Le Congrès mondial de la nature a bien failli tourner court. Pourtant l’Assemblée des membres, instance qui vote les nombreuses motions de l’Union internationale pour la conservation de la nature (UICN), s’est ouverte mercredi après-midi 8 septembre sur une note légère, voire comique, avec l’apparition à l’écran de « l’ambassadrice de bonne volonté de l’UICN », Iruka, chantant « We love you Planet » en s’accompagnant à la guitare (une précédente interprétation existe en ligne). Mais l’amusement a vite laissé place à la tension. Une motion d’urgence, la motion M, était soumise au vote. Déposée deux jours avant l’ouverture du Congrès, elle réclame le report des votes des motions à dans un mois. Plus de la moitié des membres mandatés de l’UICN l’ont soutenue. Mais il en fallait les deux tiers pour qu’elle soit acceptée.
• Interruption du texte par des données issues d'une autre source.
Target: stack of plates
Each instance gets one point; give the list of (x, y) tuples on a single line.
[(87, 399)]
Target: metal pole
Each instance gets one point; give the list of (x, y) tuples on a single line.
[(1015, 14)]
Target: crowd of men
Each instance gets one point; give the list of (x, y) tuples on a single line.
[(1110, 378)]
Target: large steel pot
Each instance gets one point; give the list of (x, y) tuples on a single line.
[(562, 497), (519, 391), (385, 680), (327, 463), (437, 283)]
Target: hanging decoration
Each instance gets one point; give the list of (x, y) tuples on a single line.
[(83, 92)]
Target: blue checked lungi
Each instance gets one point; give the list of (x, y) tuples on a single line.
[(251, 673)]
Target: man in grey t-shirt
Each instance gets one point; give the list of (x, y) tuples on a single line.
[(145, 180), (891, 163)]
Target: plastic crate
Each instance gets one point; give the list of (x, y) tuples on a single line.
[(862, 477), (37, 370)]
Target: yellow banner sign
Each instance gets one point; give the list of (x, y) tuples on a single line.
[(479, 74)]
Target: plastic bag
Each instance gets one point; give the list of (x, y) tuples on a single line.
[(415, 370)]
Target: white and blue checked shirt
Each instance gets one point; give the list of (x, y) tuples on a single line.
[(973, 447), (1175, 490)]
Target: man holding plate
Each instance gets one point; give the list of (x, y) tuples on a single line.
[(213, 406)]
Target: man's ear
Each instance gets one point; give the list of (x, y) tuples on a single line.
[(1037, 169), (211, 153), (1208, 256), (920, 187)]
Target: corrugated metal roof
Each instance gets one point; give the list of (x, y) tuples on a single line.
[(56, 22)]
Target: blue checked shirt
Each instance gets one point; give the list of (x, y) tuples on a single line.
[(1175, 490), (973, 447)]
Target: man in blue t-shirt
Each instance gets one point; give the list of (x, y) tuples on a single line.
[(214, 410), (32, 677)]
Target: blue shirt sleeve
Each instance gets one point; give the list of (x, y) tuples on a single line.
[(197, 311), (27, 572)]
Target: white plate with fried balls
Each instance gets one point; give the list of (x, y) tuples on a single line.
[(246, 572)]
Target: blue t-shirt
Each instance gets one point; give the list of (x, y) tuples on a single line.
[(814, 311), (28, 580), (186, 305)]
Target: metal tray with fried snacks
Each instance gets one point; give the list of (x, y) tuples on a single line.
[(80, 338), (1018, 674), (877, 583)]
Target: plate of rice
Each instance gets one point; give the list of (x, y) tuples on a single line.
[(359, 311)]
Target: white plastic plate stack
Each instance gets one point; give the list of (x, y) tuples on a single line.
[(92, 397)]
Le soulagement de la délégation française était palpable car le report du vote des motions, moment décisif du congrès, aurait privé la France d’un final en fanfare [1]. Au-delà des enjeux hexagonaux, attendre un mois risquait de dissoudre les résultats du congrès dans la préparation de la COP26 à Glasgow, réduisant les efforts pour mettre la biodiversité à l’agenda de la rencontre mondiale sur le climat. Tous les quatre ans, les motions de l’UICN constituent en effet une sorte d’état des lieux des priorités en matière de conservation de la nature à l’échelle mondiale.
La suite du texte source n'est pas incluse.